6. The system of claim 4, wherein the operations further comprise extracting the audio file from the video file and extracting the text data from the audio file.

7. The system of claim 1, wherein the determining that the text data comprising the personally identifiable information is based on a machine learning model that is trained to identify a presentation of the personally identifiable information.

8. The system of claim 1, wherein the encrypting the portion of the file corresponding to the time segment comprises encrypting the portion with a public key associated with an entity to which the personally identifiable information applies, resulting in the portion being inaccessible without an associate private key of the entity.

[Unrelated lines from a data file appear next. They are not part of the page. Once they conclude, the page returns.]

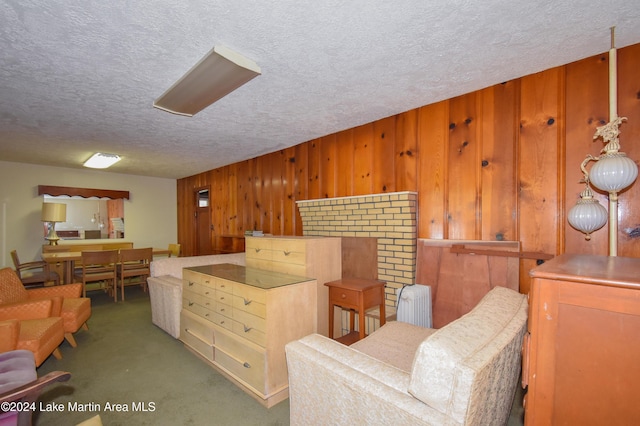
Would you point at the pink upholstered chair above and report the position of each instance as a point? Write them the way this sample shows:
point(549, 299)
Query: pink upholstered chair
point(67, 301)
point(19, 382)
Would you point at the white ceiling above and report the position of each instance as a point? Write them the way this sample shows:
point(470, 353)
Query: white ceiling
point(80, 76)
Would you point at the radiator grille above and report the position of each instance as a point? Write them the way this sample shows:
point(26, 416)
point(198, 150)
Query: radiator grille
point(414, 305)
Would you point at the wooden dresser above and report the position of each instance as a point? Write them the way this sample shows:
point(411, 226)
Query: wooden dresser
point(239, 319)
point(315, 257)
point(582, 357)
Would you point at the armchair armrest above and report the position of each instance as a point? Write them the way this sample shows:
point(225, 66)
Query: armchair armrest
point(32, 309)
point(330, 383)
point(36, 264)
point(66, 290)
point(9, 332)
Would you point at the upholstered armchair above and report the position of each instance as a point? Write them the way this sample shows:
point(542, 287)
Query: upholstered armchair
point(31, 327)
point(19, 382)
point(67, 302)
point(464, 373)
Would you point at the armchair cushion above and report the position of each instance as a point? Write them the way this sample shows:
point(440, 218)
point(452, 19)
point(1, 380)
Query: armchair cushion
point(460, 370)
point(9, 332)
point(41, 336)
point(30, 309)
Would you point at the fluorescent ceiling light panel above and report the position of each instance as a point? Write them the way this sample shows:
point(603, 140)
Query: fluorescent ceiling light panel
point(101, 161)
point(219, 73)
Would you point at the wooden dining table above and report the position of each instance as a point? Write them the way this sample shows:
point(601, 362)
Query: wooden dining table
point(69, 258)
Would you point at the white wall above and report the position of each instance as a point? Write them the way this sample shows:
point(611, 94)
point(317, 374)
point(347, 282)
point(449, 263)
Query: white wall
point(150, 213)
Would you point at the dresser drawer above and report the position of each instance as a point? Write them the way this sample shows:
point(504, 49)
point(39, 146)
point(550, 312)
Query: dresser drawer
point(294, 254)
point(197, 335)
point(250, 327)
point(223, 286)
point(194, 277)
point(250, 293)
point(290, 268)
point(251, 306)
point(243, 362)
point(344, 297)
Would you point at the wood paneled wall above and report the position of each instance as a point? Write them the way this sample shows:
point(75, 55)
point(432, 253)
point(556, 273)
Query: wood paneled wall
point(502, 163)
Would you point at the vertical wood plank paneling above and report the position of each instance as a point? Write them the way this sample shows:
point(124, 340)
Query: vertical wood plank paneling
point(523, 118)
point(498, 162)
point(406, 152)
point(432, 170)
point(277, 192)
point(289, 187)
point(629, 106)
point(587, 96)
point(362, 159)
point(244, 198)
point(256, 178)
point(302, 180)
point(328, 169)
point(345, 153)
point(538, 162)
point(383, 169)
point(315, 157)
point(463, 186)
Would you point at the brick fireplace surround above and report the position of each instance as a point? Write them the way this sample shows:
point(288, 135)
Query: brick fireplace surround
point(389, 217)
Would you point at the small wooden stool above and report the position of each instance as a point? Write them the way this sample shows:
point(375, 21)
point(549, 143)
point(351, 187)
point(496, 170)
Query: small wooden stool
point(357, 295)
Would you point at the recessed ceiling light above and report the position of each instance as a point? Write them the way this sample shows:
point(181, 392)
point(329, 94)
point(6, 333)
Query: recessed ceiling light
point(219, 73)
point(101, 161)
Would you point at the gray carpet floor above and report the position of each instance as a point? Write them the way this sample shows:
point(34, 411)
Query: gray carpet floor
point(124, 362)
point(125, 359)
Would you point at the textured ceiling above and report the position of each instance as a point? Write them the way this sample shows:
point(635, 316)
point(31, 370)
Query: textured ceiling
point(80, 76)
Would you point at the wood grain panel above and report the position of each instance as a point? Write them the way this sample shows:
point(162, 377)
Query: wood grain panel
point(315, 156)
point(345, 153)
point(538, 162)
point(545, 124)
point(328, 169)
point(587, 108)
point(362, 160)
point(498, 162)
point(432, 169)
point(406, 151)
point(629, 106)
point(463, 168)
point(384, 155)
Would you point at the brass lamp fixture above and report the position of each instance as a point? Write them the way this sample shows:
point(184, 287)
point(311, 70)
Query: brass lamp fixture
point(53, 213)
point(612, 172)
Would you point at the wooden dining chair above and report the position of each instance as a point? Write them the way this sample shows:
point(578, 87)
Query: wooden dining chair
point(36, 273)
point(100, 266)
point(134, 264)
point(175, 250)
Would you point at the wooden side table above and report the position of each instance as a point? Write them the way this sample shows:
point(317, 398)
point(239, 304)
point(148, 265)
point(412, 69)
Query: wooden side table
point(357, 295)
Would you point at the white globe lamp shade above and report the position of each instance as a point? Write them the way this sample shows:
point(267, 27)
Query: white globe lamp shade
point(587, 215)
point(613, 172)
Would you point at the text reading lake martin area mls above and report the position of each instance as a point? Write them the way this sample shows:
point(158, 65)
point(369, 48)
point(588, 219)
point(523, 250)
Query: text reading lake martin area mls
point(80, 407)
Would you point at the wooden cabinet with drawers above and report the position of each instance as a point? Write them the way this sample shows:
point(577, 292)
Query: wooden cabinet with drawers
point(239, 319)
point(315, 257)
point(581, 360)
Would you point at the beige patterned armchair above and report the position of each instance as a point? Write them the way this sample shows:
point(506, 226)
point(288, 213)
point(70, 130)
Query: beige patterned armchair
point(464, 373)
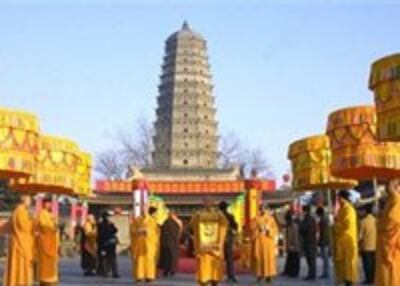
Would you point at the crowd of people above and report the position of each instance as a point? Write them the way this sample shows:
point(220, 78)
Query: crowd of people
point(338, 242)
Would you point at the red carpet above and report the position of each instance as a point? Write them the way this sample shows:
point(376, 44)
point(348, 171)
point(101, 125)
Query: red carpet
point(188, 265)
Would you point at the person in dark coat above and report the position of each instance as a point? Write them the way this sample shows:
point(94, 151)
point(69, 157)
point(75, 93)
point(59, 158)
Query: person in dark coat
point(308, 232)
point(171, 232)
point(88, 240)
point(107, 247)
point(323, 241)
point(292, 265)
point(229, 242)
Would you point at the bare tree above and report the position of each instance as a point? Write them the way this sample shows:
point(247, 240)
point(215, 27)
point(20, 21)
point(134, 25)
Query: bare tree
point(137, 147)
point(231, 151)
point(110, 164)
point(133, 148)
point(250, 160)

9. The system of claim 1, wherein the encrypting the portion of the file corresponding to the time segment further comprises encrypting the text data.

10. The system of claim 1, wherein the encrypting the portion of the file corresponding to the time segment results in an encrypted portion, and wherein the encrypted portion is stored in a block of a blockchain.

11. The system of claim 1, wherein the operations further comprise performing a remedial procedure that updates a presentation of the file in response to the portion being inaccessible due to encryption, wherein the remedial procedure is performed based on a format associated with the file.

12. A computer program product for facilitating increased protection of personally identifiable information, the computer program product comprising a computer-readable medium having program instructions embodied therewith, the program instructions executable by a computer system to cause the computer system to perform operations comprising:

receiving text data extracted from a file comprising encoded speech;

determining the text data comprises personally identifiable information;

determining a time map that indicates a time segment of the file that corresponds to a presentation of the personally identifiable information; and

encrypting a portion of the file corresponding to the time segment.

13. The computer program product of claim 12, wherein the operations further comprise, encrypting the portion with a public key associated with an entity to which the personally identifiable information applies, resulting in the portion being inaccessible without an associate private key of the entity.

14. The computer program product of claim 13, wherein the operations further comprise, providing the entity with access to the private key.

15. The computer program product of claim 12, wherein the encrypting the portion of the file corresponding to the time segment further comprises encrypting the text data.

16. The computer program product of claim 12, wherein the operations further comprise, storing an encrypted portion of the file to a block of a blockchain.

17. A computer-implemented method, comprising:

receiving, by a computer system, text data representing a transcription of speech encoded in a file;

determining, by the computer system, the text data comprises personally identifiable information;

determining, by the computer system, a time map that indicates a time segment of the file that corresponds to a presentation of the personally identifiable information; and

encrypting, by the computer system, a portion of the file corresponding to the time segment.

18. The computer-implemented method of claim 17, further comprising performing, by the computer system, remedial procedure that updates a presentation of the file in response to the portion being encrypted, wherein the remedial procedure is based on a format associated with the file.

19. The computer-implemented method of claim 17, further comprising identifying, by the computer system, the file in response to examining a data comprising a group of files, wherein the examining is based on a machine learning model that is trained to identify the file based on a name of the file or an extension of the file.

20. The computer-implemented method of claim 17, further comprising identifying, by the computer system, the file in response to receiving an indicator that the file is being generated in response to a recorded event in which a presentation of the personally identifiable information is determined to be requested.